JFHOD

P.423 - Impact de la latéralité de la tumeur primitive chez des patients traités par cétuximab en première ligne métastatique d’un cancer colorectal (CCRm)

F. Roulet, A. Gouverneur, M. Rouyer, E. François, A. Sa Cunha, P. Noize, N. Moore, C. Droz-Perroteau, A. Fourrier-Réglat, A. Monnereau, D. Smith

Introduction

Dans le CCRm, les caractéristiques clinico-biologiques et moléculaires diffèrent selon la localisation de la tumeur primitive et le pronostic semble meilleur pour les tumeurs du colon gauche. Toutefois, les recommandations officielles actuelles ne prennent pas en compte la latéralité dans la prise en charge thérapeutique des CCRm. L’objectif de notre étude était d’évaluer en situation réelle de soins l’impact de la latéralité sur l’efficacité du Cétuximab utilisé en première ligne.

Matériels et méthodes

EREBUS est une étude de cohorte française, multicentrique, en situation réelle de soins incluant des patients atteints de CCRm non résécables d’emblée et ayant débuté un traitement par Cétuximab en première ligne métastatique entre janvier 2009 et décembre 2010. L’étude n’incluait que les patients de statut RAS sauvage étendu. Les analyses étaient stratifiées selon la localisation de leur tumeur primitive : droite (du caecum au colon transverse) ou gauche/ rectum (en aval de l’empreinte splénique). Les critères de jugement étaient le taux de résection secondaire des métastases, le taux de réponse globale à 24 mois,  la survie sans progression à 12 mois et la survie globale à 36 mois. 

Résultats

Au total 248 patients étaient inclus (colon droit (CCRD) : 55, colon gauche/rectum (CCRG) : 193). Les CCRD étaient plus souvent associés à une mutation BRAF, à des métastases de localisation péritonéale et à la présence d’une anémie. Les métastases des CCRG étaient plus souvent de localisation hépatique exclusive par rapport aux CCRD. La médiane de survie était significativement plus longue chez les patients avec un CCRG (29,1 mois)  comparée à ceux ayant un CCRD (15,7 mois) (p= 0,0007).
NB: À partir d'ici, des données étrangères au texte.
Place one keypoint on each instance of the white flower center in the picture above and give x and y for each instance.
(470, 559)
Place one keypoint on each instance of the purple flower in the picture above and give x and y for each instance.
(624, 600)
Le taux de réponse tumorale était significativement plus élevé dans le groupe CCRG (66,8% vs 25,5% dans le groupe CCRD) (p<0,0001), comme le taux de résection secondaire des métastases (31,1% de la cohorte totale : 35,8% dans le groupe CCRG vs 14,6% dans le groupe CCRD, p=0,0027). La survie sans progression n’était pas différente entre les 2 groupes (10,1 vs 8,1 ; p= 0,0923). La localisation colique droite était associée à un moins bon pronostic en analyse univariée (RR= 1,95) mais cette association n’était pas statistiquement significative en multivariée. En analyse multivariée, le score ECOG ≥2 (RR= 2,76), une anémie au diagnostic (RR=1,91), une tumeur peu différenciée (RR=3,5), la mutation BRAF (RR=3.43) et l’absence de chirurgie des métastases (RR=4,17) étaient associés à un moins bon pronostic. Dans l’analyse en sous-groupes, en l’absence de résection la survie est meilleure dans les CCRG (21,4 mois [17,8 - 26,3] vs 13,5 mois [6,2 - 18,2], NS), les plus longues survies sont observées pour les groupes réséqués de leurs métastases quelle que soit la localisation de la tumeur primitive (probabilité de survie à 36 mois pour CCRG de 73,3 % [61,0 - 82,3] vs 62,5 % [22,9 - 86,1]).

Discussion

Conclusion

Dans l’étude EREBUS, restreinte à la population tout RAS sauvage, la survie globale des patients atteints de CCRG est supérieure à la survie des patients CCRD. La localisation de la tumeur primitive n’apparait toutefois pas comme un facteur pronostique indépendant. Les taux de réponse objective et de résection secondaire des métastases sont significativement supérieurs chez les patients CCRG suggérant que le Cétuximab en première ligne métastatique serait plus efficace dans ce groupe.